In een notendo(o)p
De titel van ‘Sta op, laat je dopen‘ van Willem J. Ouweneel zet je eigenlijk op het verkeerde been. Die titel laat je denken dat Ouweneel overtuigd is van zijn eigen gelijk: laat je nou maar gewoon (over-)dopen en doe niet zo moeilijk! Maar nee: in zijn boek is Ouweneel een stuk minder overtuigd van zijn eigen gelijk dan die titel je te denken geeft. Want zo duidelijk en eenduidig is het allemaal niet (gelukkig); juist volgens Ouweneel ook niet.
Toen vrienden zich in het verleden bij de overstap naar een evangelische gemeente opnieuw lieten dopen begreep ik dat niet helemaal, maar het zette me wel aan het denken. Sommigen van hen waren er zo van overtuigd dat hun kinderdoop geen waarde had, dat ze ook anderen over probeerden te halen. Anderen deden daar wat minder gespannen over, maar namen wel die stap.
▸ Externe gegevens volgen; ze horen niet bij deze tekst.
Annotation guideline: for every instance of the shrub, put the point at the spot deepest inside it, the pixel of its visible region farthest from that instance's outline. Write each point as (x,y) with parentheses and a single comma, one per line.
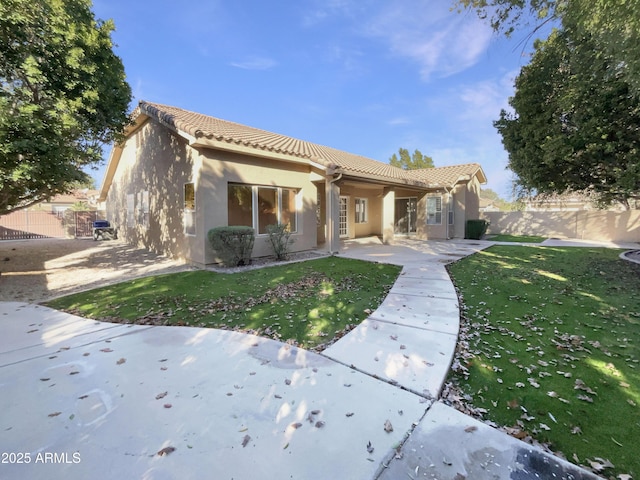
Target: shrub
(280,240)
(233,244)
(476,229)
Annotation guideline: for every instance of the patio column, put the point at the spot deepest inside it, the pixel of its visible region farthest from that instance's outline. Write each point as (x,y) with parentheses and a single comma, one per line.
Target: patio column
(388,214)
(332,195)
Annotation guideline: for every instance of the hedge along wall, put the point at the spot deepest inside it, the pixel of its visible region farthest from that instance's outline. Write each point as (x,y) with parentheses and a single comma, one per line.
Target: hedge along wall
(585,225)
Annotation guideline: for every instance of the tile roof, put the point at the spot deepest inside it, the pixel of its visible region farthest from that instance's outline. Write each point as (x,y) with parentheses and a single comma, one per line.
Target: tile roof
(203,126)
(449,175)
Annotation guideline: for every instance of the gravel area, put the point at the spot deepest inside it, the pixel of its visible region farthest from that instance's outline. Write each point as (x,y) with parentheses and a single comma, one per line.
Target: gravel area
(35,271)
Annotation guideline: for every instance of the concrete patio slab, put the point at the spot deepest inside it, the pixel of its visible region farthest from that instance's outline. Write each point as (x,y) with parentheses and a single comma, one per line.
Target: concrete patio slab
(449,445)
(231,405)
(39,331)
(425,287)
(415,359)
(440,314)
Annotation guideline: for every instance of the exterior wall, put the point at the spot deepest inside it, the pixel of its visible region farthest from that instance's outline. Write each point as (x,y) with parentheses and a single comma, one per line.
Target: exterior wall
(159,162)
(373,226)
(586,225)
(221,168)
En mijn vraag werd (ook om andere redenen) in de loop van de jaren: zou ik me ook opnieuw moeten laten dopen? Na het boek van Ouweneel denk ik die zoektocht eindelijk af te kunnen sluiten (je weet maar nooit): opnieuw dopen is voor mij niet weggelegd.
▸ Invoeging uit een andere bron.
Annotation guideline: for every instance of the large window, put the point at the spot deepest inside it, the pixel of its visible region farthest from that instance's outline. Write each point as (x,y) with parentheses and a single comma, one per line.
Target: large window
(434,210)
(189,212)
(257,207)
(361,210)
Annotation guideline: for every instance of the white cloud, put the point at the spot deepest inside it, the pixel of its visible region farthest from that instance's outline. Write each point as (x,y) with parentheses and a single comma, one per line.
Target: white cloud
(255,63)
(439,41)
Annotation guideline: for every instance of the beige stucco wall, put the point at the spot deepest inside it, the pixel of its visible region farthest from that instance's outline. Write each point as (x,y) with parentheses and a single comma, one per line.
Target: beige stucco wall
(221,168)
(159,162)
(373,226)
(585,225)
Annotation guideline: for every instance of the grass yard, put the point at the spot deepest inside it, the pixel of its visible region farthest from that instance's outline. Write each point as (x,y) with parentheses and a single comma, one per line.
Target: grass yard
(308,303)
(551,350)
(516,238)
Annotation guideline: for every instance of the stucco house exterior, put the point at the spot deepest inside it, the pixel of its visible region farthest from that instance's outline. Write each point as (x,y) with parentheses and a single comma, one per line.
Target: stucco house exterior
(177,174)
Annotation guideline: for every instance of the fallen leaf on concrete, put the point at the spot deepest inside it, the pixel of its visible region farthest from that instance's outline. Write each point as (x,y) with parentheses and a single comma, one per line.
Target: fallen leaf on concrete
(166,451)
Kernachtig vind ik Ouweneel’s standpunt daarover samengevat in één belangrijke tekst: “Laat iedereen zijn eigen overtuiging volgen” (Romeinen 14:5). Ouweneel heeft mijn overtuiging over de doop wel veranderd, maar niet mijn overtuiging aangetast dat mijn kinderdoop wel degelijk waarde heeft. Inhoudelijk heeft niemand me ervan overtuigd dat geloofsdoop meer waarde heeft dan kinderdoop (en Ouweneel heeft me daar heel erg bij geholpen. En in de geest van Romeinen 14 kan niemand (hoe overtuigd hij/zij misschien ook is van zijn/haar eigen gelijk) me verplichten om me opnieuw te laten dopen.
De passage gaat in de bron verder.